Volume 11, Number 16 of @Oncotarget reported that the prevalence of ipilimumab-related toxicity was associated with the patient to the duration of ipilimumab exposure, radiographic responses, progression-free survival, and overall survival.
The number of agents combined with ipilimumab on trial was associated with the average number of grade 3/4 toxicities ipilimumab monotherapy versus ipilimumab + 1 agent versus ipilimumab + 2 agents.
A number of low-grade toxicities were associated with duration of treatment, Pearson correlation coefficient r = 0.456; whereas the number of high-grade toxicities was not, r = 0.032.
Dr. Aman Chauhan from the Division of Medical Oncology, University of Kentucky said, "Cancer clinical trials offer the best data to study, treat, and cure cancer."

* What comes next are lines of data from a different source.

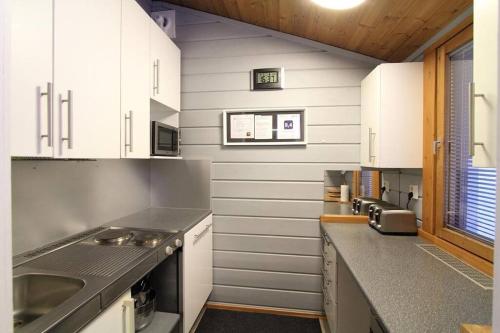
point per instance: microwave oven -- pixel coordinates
(164, 139)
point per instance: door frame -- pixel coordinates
(5, 179)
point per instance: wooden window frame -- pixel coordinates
(477, 253)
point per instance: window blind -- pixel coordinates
(470, 192)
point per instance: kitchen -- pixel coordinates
(278, 114)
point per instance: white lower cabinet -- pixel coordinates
(197, 270)
(118, 317)
(330, 285)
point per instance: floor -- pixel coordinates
(221, 321)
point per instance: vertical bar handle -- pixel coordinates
(472, 120)
(49, 95)
(472, 110)
(128, 316)
(370, 147)
(130, 145)
(69, 136)
(158, 76)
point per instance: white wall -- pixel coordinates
(266, 200)
(5, 210)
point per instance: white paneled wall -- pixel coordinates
(266, 200)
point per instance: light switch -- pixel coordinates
(387, 186)
(414, 189)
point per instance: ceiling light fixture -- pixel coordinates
(338, 4)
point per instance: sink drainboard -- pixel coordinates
(102, 261)
(461, 267)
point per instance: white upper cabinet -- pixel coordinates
(135, 79)
(82, 76)
(87, 78)
(483, 92)
(31, 81)
(165, 69)
(392, 116)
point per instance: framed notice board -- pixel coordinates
(264, 127)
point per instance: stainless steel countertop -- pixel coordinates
(100, 291)
(410, 290)
(337, 208)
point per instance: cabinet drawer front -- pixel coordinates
(330, 312)
(198, 270)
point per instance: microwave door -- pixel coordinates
(165, 141)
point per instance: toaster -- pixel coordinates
(396, 222)
(360, 206)
(375, 209)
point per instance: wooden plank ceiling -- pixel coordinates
(390, 30)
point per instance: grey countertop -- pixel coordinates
(410, 290)
(163, 218)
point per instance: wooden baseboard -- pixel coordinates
(464, 255)
(265, 309)
(469, 328)
(361, 219)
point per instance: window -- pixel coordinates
(470, 192)
(459, 200)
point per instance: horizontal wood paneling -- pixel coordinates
(268, 244)
(389, 30)
(316, 134)
(239, 47)
(268, 190)
(265, 99)
(341, 153)
(266, 226)
(270, 297)
(270, 208)
(273, 280)
(268, 261)
(274, 171)
(307, 60)
(317, 78)
(323, 115)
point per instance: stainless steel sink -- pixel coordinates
(37, 294)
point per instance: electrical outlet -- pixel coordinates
(414, 189)
(387, 186)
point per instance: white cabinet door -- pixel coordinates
(87, 76)
(392, 116)
(165, 69)
(118, 317)
(135, 73)
(31, 78)
(171, 84)
(197, 270)
(370, 108)
(485, 102)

"Cancer clinical trials offer the best data to study, treat, and cure cancer."
- Dr. Aman Chauhan, The Division of Medical Oncology, University of Kentucky
The number of ipilimumab users in cancer clinics has expanded substantially and ipilimumab currently serves as one of the most often combined cancer immunotherapy agents against cancer.

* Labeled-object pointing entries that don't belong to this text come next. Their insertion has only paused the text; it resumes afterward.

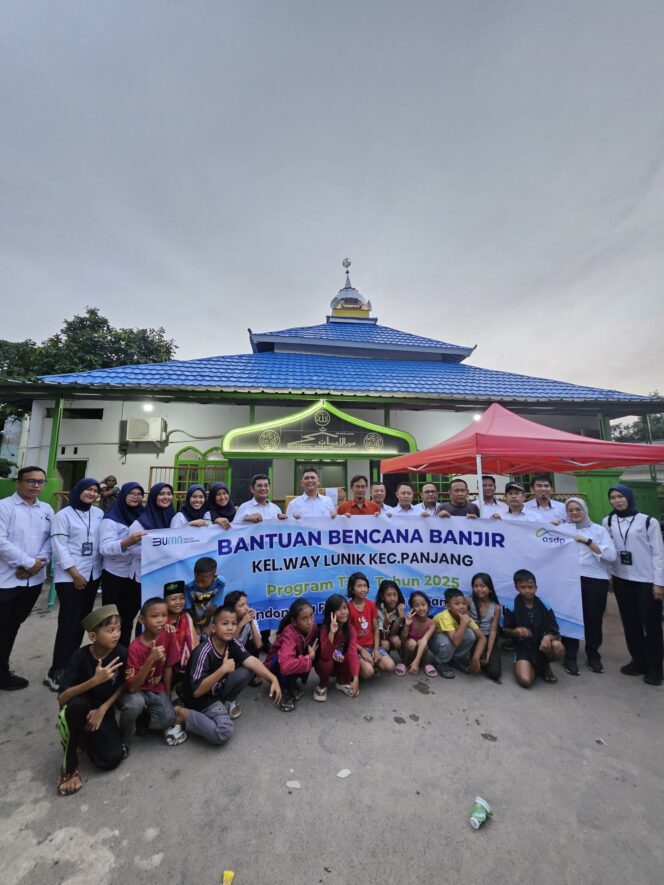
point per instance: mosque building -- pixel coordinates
(342, 396)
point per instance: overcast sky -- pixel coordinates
(493, 169)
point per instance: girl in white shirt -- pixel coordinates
(75, 543)
(116, 542)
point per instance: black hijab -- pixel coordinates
(216, 512)
(121, 511)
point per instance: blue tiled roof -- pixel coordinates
(313, 374)
(360, 333)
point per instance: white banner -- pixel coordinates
(276, 562)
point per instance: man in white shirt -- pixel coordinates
(404, 507)
(311, 502)
(25, 549)
(429, 505)
(490, 504)
(515, 496)
(378, 493)
(259, 508)
(541, 505)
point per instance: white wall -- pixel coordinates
(97, 440)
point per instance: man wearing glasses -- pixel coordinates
(25, 550)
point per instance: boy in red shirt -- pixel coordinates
(364, 617)
(149, 677)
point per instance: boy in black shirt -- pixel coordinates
(93, 681)
(218, 670)
(531, 622)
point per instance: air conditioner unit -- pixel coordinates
(146, 430)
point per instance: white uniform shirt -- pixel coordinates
(249, 508)
(70, 530)
(303, 505)
(487, 510)
(646, 546)
(399, 511)
(547, 514)
(591, 564)
(25, 534)
(115, 560)
(522, 516)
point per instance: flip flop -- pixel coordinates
(64, 779)
(175, 735)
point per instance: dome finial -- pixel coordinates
(346, 263)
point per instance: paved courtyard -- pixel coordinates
(574, 772)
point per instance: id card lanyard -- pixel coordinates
(86, 546)
(624, 537)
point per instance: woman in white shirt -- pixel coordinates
(116, 541)
(596, 553)
(77, 571)
(638, 582)
(193, 508)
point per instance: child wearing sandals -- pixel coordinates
(338, 650)
(149, 677)
(364, 617)
(531, 622)
(457, 639)
(484, 609)
(292, 653)
(218, 670)
(92, 683)
(417, 630)
(391, 609)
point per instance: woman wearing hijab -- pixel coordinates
(158, 514)
(116, 542)
(638, 582)
(77, 570)
(596, 553)
(221, 509)
(193, 509)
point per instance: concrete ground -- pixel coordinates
(574, 773)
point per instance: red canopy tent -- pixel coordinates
(502, 442)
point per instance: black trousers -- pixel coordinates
(642, 623)
(16, 603)
(126, 594)
(74, 606)
(104, 746)
(594, 592)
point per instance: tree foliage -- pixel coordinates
(637, 431)
(85, 342)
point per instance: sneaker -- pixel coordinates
(234, 709)
(53, 679)
(9, 681)
(570, 666)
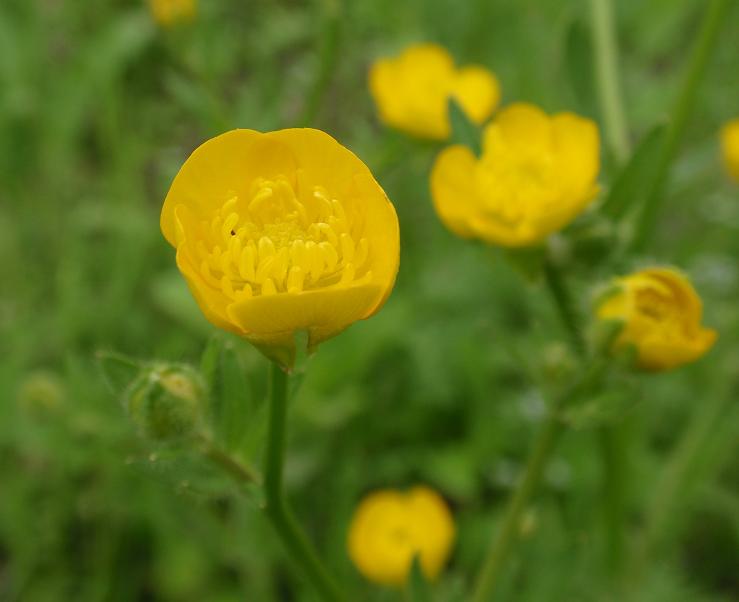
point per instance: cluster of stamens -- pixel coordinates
(276, 242)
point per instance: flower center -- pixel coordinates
(275, 242)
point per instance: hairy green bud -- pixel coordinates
(167, 401)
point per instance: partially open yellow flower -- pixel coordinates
(169, 12)
(661, 315)
(730, 147)
(391, 527)
(412, 91)
(535, 175)
(282, 232)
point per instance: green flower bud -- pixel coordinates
(41, 393)
(166, 401)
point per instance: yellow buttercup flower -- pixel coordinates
(390, 528)
(535, 175)
(169, 12)
(661, 315)
(282, 232)
(730, 147)
(412, 91)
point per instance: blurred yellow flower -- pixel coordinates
(535, 175)
(730, 147)
(282, 232)
(412, 90)
(169, 12)
(390, 528)
(661, 315)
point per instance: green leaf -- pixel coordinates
(630, 185)
(418, 587)
(464, 131)
(579, 65)
(230, 393)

In this retrospective article, the authors collect and analyze ipilimumab-attributed toxicity from 11 National Cancer Institute-sponsored phase 1 trials evaluating the agent in a variety of adult solid and hematological cancers with the aims of associating patient and clinical factors with engendered ipilimumab-attributed toxicity and treatment outcomes.
The Chauhan Research Team concluded in their Oncotarget Research Article that unlike chemotherapy, where tolerability depends on the baseline performance status of the patient as therapy is taxing on healthy tissue, immunotherapy side effects are often auto-immune driven which are unpredictable and theoretically unrelated to baseline performance status.
Although minimal prospective data exist on the effect of ECOG performance status in response to ipilimumab, retrospective analyses have suggested associations between ECOG performance status and survival but not with toxicity.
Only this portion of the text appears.